SYRIE

Américains et Turcs à la rescousse de Kobané

Américains et Turcs à la rescousse de Kobané

Les avions de la coalitionont accru les raids sur Kobané. Ils ont frappé près de 140 fois les positions de l’EI dans et autour de la ville. AFP

Etranglés par les jihadistes, les Kurdes de Kobané sont soulagés. Les Américains leur ont livré des armes, les Turcs laisseront passer les renforts.

La pression internationale s’accentue sur les jihadistes à Kobané avec une première livraison d’armes aux Kurdes et la promesse de la Turquie de faciliter l’arrivée de combattants kurdes irakiens pour défendre la ville syrienne.

Ces nouveaux développements interviennent alors que les combattants kurdes ont réussi ces derniers jours à freiner l’avancée des jihadistes, grâce notamment à l’augmentation des raids aériens de la coalition internationale.

Pour la première fois depuis le début de l’offensive de l’EI, trois avions cargos C-130 américains ont largué à l’aube des armes, des munitions et du matériel médical, sur les positions des Unités de protection du peuple (YPG), qui contrôlent encore environ 50% de Kobané.

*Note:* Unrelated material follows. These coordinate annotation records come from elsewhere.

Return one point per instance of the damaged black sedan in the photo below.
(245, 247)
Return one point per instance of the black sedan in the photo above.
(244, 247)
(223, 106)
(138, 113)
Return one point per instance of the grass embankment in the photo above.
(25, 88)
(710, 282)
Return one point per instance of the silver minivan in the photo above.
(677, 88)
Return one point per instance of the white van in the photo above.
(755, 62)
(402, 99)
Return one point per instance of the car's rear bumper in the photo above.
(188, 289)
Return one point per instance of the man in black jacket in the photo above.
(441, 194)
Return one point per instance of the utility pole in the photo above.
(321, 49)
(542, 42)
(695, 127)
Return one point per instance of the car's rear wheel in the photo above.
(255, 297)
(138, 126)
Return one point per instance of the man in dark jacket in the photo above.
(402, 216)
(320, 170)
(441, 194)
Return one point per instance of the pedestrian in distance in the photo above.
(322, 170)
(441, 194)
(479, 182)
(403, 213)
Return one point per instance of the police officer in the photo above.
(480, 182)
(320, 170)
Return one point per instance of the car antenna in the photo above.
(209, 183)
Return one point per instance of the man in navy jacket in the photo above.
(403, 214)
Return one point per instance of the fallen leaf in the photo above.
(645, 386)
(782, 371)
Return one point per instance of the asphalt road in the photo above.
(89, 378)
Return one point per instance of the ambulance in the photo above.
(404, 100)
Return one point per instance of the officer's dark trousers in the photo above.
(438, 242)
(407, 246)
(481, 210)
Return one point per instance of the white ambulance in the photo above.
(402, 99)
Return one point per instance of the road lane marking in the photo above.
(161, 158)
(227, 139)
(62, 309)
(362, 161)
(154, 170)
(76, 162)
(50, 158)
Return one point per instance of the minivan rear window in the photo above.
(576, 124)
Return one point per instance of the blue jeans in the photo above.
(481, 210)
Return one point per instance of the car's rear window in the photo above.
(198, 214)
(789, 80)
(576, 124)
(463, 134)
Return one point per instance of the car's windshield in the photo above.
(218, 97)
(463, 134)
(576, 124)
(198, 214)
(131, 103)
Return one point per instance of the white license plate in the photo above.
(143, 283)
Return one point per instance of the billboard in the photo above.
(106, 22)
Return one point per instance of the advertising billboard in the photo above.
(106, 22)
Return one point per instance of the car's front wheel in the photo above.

Les Kurdes sont soulagés. Ces armes, fournies par les autorités kurdes d’Irak, vont être «d’une grande aide», s’est félicité le porte-parole des YPG, Redur Xelil.

Ankara ne veut pas la chute de Kobané

Ces dernières semaines, les Kurdes avaient multiplié les appels à renforcer les moyens des combattants des YPG, moins nombreux et moins bien armés que ceux de l’EI qui veulent conquérir la troisième ville kurde de Syrie. Mais désormais «l’équilibre des forces peut basculer à tout moment», a estimé l’Observatoire syrien des droits de l’Homme (OSDH).

D’autant que la Turquie a surpris en annonçant qu’elle aidait «les forces des peshmergas kurdes» d’Irak «à franchir la frontière pour aller à Kobané».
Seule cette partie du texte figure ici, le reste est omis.